Bore down harder, screamed a whole lot more and her shoulders slowly emerged. And that was it. 4.06pm, Lulu was born.
Unlike previous doc, this doc pulled her out and put her on my chest, steaming hot, slightly purple and slimy with blood and vernix. As my hands, fingers stiffly straight, fluttered around her – I didn't’ really know what to do – the nurses prodded a tube down her throat to suck stuff up, which prompted her to cry lustily.

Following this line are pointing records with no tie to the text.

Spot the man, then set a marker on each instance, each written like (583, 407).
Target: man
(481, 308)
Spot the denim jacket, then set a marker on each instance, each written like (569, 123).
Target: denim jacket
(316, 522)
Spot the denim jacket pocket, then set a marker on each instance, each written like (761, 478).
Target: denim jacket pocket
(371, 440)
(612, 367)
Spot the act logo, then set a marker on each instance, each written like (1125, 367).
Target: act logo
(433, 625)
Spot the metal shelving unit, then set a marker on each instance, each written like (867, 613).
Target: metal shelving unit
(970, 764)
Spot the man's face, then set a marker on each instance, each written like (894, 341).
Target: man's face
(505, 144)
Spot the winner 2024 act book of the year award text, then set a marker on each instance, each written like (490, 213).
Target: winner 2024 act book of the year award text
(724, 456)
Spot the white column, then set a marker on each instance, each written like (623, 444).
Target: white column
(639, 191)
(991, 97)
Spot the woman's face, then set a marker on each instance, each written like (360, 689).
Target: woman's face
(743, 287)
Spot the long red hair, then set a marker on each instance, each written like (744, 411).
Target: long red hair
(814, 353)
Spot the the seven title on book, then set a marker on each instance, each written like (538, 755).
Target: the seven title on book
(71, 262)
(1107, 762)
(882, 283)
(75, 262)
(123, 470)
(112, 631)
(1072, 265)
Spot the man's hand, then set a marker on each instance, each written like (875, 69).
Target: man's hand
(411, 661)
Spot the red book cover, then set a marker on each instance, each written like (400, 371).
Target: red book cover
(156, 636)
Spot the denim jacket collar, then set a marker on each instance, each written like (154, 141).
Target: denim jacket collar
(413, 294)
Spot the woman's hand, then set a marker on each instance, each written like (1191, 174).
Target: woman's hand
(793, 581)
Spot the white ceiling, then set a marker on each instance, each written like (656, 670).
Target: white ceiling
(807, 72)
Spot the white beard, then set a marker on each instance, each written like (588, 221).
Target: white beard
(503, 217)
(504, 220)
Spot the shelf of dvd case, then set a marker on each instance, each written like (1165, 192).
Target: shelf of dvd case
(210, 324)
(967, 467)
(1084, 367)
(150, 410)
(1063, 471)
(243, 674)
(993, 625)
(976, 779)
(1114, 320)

At the same time, there was a hive of activity between my legs which I really couldn’t feel. Then doc tells me: “Well done! There is a little tear, 2cm, but it’s not bad.”
* Doc’s slightly bloody hand on my tummy, pushing down to expel the placentaOnce again, I had to cringe through the ordeal of a needle going in and out.
But she was right.
Post-labour, I could sit straight away and one week on (now) I am perfectly normal with no pain whatsoever.
When I was cut the first two times, I hobbled around for weeks. There’s my very young, pretty, nice and calm doctor Geraldine.

So there’s Lulu’s birth story.
As dignified, natural and cheap as it can possibly be. Short of birthing at home, of course.